The China-Pakistan Economic Corridor (CPEC) has a strategic significance also as it would provide the easiest access to Chinese goods to Gulf region and beyond.
However, they believe that Pakistan should explore other sources of foreign investment as being done by other regional countries.
There has been a net inflow of nearly 600 million dollars in the last fiscal year by China, making it the principal foreign direct investor in the country.
Much of this investment is related to the CPEC. But these inflows slowed down last month leading into decline in the overall direct investment.
According to the analysts, the security situation of the country is much better than what it was in 2013, but it cannot be termed ideal.

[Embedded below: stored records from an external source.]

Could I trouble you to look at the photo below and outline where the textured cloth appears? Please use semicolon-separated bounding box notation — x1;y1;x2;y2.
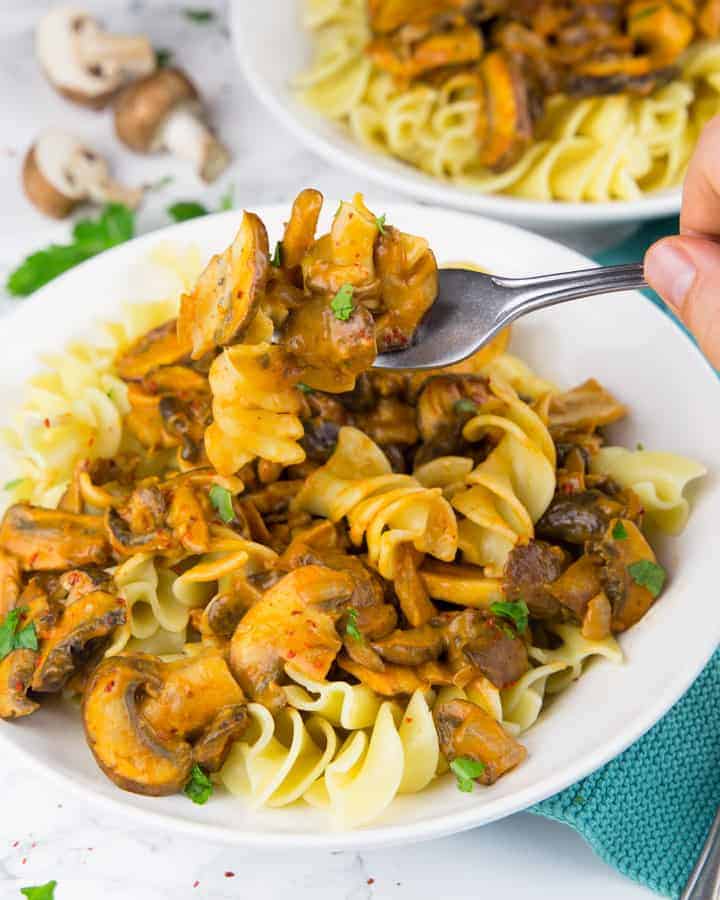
530;218;720;897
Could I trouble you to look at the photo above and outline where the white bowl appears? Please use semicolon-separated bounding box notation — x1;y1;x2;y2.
230;0;681;231
0;204;720;849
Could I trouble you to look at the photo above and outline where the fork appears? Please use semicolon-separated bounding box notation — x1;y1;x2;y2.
374;263;647;369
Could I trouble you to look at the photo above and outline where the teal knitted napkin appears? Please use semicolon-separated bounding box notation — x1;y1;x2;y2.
530;218;720;897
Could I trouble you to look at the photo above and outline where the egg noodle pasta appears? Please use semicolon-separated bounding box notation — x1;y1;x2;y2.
294;0;720;202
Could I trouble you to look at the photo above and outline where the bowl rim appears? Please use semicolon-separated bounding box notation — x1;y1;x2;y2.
0;206;720;850
229;0;682;228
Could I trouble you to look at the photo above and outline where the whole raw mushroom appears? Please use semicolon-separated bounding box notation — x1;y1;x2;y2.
115;69;230;181
35;5;157;109
22;130;143;219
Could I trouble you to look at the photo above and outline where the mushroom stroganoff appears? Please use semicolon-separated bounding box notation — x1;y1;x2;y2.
0;195;704;828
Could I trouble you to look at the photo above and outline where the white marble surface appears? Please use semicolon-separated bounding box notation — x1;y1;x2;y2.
0;0;648;900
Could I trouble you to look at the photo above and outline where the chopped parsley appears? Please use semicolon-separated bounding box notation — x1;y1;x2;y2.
330;284;355;322
453;397;477;416
0;607;38;662
628;559;667;597
490;600;528;634
183;6;215;25
345;609;362;641
210;484;235;525
183;764;213;806
20;881;57;900
5;203;135;297
450;756;485;794
167;200;209;222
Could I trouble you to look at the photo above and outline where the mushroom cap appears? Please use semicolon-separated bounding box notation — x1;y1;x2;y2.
115;68;200;153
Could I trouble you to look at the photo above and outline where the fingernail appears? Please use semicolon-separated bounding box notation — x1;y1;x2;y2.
645;243;696;310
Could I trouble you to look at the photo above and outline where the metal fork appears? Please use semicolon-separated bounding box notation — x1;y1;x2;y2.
375;263;647;369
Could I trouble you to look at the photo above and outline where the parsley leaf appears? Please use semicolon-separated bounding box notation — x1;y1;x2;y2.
183;6;215;25
210;484;235;525
453;397;478;415
0;606;38;662
183;764;213;806
330;284;355;322
155;47;174;69
628;559;667;597
167;200;209;222
450;756;485;794
5;203;135;297
345;609;363;641
490;600;528;634
20;881;57;900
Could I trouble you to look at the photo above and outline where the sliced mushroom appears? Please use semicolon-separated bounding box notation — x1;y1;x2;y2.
35;5;157;108
178;212;269;359
193;705;250;772
433;700;527;784
0;650;38;719
115;68;230;181
83;654;192;797
32;591;126;693
0;503;111;572
22;129;143;219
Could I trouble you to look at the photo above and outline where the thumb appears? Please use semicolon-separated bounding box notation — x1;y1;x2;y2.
645;236;720;368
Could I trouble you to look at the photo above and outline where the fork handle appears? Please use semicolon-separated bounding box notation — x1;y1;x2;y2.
492;263;647;319
680;809;720;900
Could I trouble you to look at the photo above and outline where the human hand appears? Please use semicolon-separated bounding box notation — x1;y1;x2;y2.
645;116;720;369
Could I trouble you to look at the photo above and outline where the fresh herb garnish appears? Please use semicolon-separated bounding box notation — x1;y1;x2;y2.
490;600;528;634
183;765;213;806
453;397;477;416
450;756;485;794
5;203;135;297
345;609;362;641
183;6;215;25
330;284;355;322
167;200;209;222
20;881;57;900
155;47;174;69
0;607;38;662
209;484;235;525
628;559;667;597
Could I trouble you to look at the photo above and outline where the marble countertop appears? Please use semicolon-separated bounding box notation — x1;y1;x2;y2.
0;0;649;900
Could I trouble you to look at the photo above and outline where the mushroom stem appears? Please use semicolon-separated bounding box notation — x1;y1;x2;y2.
161;105;230;181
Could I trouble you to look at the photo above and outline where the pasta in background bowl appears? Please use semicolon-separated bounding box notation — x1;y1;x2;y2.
231;0;704;228
0;204;720;847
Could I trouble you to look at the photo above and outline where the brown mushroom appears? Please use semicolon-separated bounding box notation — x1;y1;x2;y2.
22;129;143;219
35;5;157;109
178;212;269;359
0;649;38;719
31;591;126;693
115;68;230;181
0;503;111;572
83;654;192;797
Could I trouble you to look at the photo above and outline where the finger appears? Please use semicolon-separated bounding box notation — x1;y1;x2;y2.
645;236;720;368
680;116;720;239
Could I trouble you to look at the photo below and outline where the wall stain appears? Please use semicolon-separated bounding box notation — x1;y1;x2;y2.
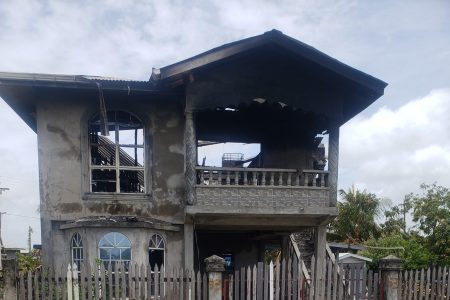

While the frequency of major attacks has come down drastically, bombings like the one in Quetta earlier this month, in which the whole line-up of senior lawyers was eliminated, make investors think twice before deciding to put in their money in Pakistan.
Quetta is the capital of Balochistan which is a major destination for private investment, particularly in the energy sector and has been a thorn in the eyes of anti-Pakistani forces for long. The government needs to ensure proper implementation of the National Action Plan to consolidate the gains made through the military operations, the analysts say.
Senior economist Dr Shahid Hasan Siddiqui believes that Pakistan’s economic recovery under the present government is not strong enough to motivate foreigners to invest their capital in the country.
He said the government has announced good bye to the International Monetary Fund with fanfare, but this government or the next one would have to revert to the IMF within a couple of months.
“Our exports are falling, the privatisation process has been stalled, investment and remittances are also declining… than how would we return the money we have borrowed to build our foreign reserves?” Siddiqui questioned.
“We have two years of grace period and after that we have to pay back the loans. So inevitably we will go back to IMF in 2019,” he added.
He said the world is also scrutinising the economic performance of the government, which is why the private investors were not taking the risk to invest in Pakistan.
“All we have left for investment is China,” he maintained.
Analysts say Pakistan needs to focus on the implementation of the much-needed structural reforms to put the country’s economy on sound footing.
Policy Research Institute of Market Economy (PRIME) in a recent report maintained that Pakistan has been missing its net foreign investment targets since 2013.
“Pakistan has lost these targets because it has failed to improve its business environment,” it added.
According to the report, Pakistan has come down two notches in its doing business rank to 138 in 2016.
“It is this negative performance in terms of providing a business friendly environment which is behind the slow takeoff of foreign direct investment into Pakistan.”
It maintained that if Pakistan has to reverse these trends and monetise on its liberal investment policy, it has to become a business friendly economy.
Improvement of law and order situation is vital for attracting foreign investment but it is not the only factor that influences the decision of the investors to put in their money into some project.
Investors shy away from putting their capital into anything that is riskier for them
Issues like ever-increasing taxes, a hefty regulatory burden, and a weak intellectual property rights regime also discourages foreign investment in a country.
“Unless we improve on these areas, we will fail to reap the benefits of a stable macroeconomic outlook and a liberal investment policy,” the PRIME report said.